Kargaburun Loran-C station
- Mast height: 195 m (640 ft)
- Coordinates: 40°58′21″N 27°52′2″E﻿ / ﻿40.97250°N 27.86722°E
- Built: 1959

= Kargaburun Loran-C transmitter =

Kargaburun Loran-C transmitter was a Loran-C transmitter station located in the Marmara Ereğlisi district of Tekirdağ Province, Turkey. It was part of the Mediterranean chain. The station was opened in 1959 by the US coastguard and closed in 1994.

==Loran-C==

Loran-C is a system of hyperbolic radio navigation which developed from the earlier LORAN system. It uses low frequency signals from beacons to allow the receiver to determine their position. Conventional navigation involves measuring the distance from two known locations, radio navigation works in a similar way but using radio direction finding.

Radio navigation systems use a chain of three or four transmitters which are synchronised. Each chain has a primary station and the others are called secondaries. Each chain has a group repetition interval (GRI) which, multiplied by ten, is the time difference between pulses. The GRI identifies which chain a vessel is receiving.

Loran-C was replaced by civilian satellite navigation systems starting in the 1990s. The first services to close were in the United States and Canada in 2010. In 2014 France and Norway announced they were closing their transmitters, leaving the remaining stations in England and Germany unable to operate.
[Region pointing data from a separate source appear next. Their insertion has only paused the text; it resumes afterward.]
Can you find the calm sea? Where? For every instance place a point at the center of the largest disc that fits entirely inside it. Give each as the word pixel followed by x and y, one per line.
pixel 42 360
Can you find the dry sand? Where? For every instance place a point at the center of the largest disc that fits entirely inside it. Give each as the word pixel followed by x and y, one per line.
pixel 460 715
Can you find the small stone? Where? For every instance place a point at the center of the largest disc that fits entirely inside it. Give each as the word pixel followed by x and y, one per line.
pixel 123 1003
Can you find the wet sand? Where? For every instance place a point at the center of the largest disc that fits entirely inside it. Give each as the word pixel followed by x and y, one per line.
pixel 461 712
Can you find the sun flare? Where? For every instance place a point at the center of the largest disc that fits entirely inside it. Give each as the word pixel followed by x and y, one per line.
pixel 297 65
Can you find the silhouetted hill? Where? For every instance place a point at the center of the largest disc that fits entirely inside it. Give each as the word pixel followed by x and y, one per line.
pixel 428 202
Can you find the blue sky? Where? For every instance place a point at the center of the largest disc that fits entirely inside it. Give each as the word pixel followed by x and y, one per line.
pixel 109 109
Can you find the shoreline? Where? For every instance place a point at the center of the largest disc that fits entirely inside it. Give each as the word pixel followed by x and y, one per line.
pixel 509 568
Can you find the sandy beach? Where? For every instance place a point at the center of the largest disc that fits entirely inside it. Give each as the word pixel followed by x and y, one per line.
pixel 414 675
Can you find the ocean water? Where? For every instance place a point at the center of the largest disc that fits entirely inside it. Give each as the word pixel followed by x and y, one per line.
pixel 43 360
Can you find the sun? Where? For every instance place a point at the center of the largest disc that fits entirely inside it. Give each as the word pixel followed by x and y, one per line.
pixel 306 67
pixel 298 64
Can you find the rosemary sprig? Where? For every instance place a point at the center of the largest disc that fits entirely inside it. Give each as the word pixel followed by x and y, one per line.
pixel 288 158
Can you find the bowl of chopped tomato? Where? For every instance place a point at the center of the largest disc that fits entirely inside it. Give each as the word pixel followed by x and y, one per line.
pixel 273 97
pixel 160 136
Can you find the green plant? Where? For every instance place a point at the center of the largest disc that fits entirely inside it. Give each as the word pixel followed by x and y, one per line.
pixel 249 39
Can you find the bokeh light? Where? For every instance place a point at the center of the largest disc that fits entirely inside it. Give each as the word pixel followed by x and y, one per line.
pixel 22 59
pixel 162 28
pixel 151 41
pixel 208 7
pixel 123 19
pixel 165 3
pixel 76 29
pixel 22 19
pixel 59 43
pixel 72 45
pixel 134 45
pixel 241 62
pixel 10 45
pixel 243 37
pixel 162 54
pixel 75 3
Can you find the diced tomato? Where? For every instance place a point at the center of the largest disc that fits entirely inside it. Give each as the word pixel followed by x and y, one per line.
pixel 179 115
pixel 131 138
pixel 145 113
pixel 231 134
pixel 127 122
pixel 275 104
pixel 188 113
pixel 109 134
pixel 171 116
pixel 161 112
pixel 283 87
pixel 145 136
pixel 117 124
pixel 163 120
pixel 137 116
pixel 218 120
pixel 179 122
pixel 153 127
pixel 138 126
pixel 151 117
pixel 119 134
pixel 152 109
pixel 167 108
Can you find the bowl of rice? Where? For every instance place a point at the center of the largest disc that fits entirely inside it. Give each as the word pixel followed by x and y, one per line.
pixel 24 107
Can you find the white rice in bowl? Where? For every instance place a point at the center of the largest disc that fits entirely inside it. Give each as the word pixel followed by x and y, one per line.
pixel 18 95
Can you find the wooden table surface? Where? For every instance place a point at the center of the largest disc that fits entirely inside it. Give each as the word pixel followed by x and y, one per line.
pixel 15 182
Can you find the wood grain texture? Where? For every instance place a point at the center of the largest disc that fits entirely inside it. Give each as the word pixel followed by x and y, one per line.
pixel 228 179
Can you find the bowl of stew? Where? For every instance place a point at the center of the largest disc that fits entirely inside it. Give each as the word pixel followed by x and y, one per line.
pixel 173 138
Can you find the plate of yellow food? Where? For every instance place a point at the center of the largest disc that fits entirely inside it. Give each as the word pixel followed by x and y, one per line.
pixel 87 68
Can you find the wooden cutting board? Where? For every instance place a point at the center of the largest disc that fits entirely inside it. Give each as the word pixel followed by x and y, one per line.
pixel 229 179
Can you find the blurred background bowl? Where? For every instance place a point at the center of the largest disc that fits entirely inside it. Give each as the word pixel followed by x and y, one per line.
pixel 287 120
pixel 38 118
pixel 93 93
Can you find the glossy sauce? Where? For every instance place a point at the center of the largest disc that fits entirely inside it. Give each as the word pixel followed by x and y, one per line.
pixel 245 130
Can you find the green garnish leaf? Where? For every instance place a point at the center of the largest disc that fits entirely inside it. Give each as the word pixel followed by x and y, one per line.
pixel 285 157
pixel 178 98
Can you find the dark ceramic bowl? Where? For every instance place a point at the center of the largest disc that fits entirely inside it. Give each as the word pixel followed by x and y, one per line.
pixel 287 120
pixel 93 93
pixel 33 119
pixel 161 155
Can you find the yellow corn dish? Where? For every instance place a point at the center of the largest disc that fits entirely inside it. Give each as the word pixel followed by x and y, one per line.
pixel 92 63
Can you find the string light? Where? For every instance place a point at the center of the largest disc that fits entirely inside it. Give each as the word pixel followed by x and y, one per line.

The stations in Norway closed on 31 December 2015.

==Kargaburan transmitter==

Kargaburan was part of the Mediterranean Sea chain with Sellia Marina (Italy), Estartit (Spain) and Lampedusa (Italy).

Kargaburan was on land owned by the Turkish government and managed under a 1980 co-operation agreement. The station was forced to close in 1975 after a dispute with the Turkish government which led to the closure of all US military facilities in Turkey. It re-opened in 1978.

The transmitter building contained 2 AN/FPN-39 transmitters and the tower was 625 feet tall.

On February 25, 1993 the mast radiator collapsed in a snowstorm. The investigation found that this was partly caused by the supports being in the wrong place as the site was on a slight slope. The mast was not rebuilt.